Your daily routine matters just as much as professional care. Thorough brushing twice a day with a soft-bristled or electric toothbrush, daily flossing or use of interdental brushes (especially important around teeth with deeper pockets or wider root spaces), and possibly an antimicrobial mouth rinse form the foundation of home care. Smoking is the single biggest modifiable risk factor for disease progression, so quitting dramatically improves your odds of keeping your teeth.

Realistic Expectations for Tooth Survival

With consistent treatment and maintenance, many people with advanced periodontitis keep most of their teeth for decades. A long-term study following patients with Stage III and IV periodontitis over an average of nearly 22 years of supportive care found that those who didn’t need extensive dental restorations had relatively low rates of tooth loss. Patients who required bridges or dentures to replace teeth lost higher numbers over time, at a rate of about 0.24 teeth per year, partly because the remaining teeth bore heavier functional loads.
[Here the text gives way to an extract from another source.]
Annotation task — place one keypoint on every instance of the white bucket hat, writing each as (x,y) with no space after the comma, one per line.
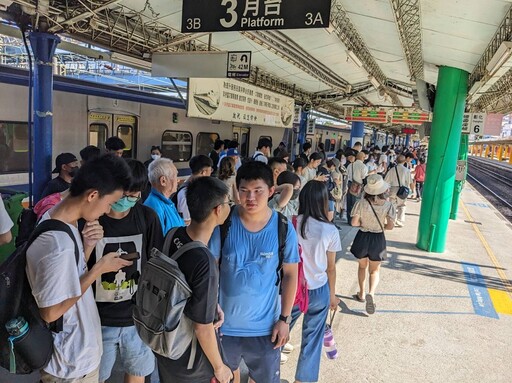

The critical variable is follow-through. Patients who attend regular maintenance appointments and maintain good home care have dramatically better outcomes than those who skip visits or drop out of care entirely. One study found that patients who attended maintenance less frequently than every three to four months were over five times more likely to lose teeth than those who kept to a regular schedule. The disease is chronic and can’t be cured, but it can be managed effectively enough that tooth loss becomes the exception rather than the expectation.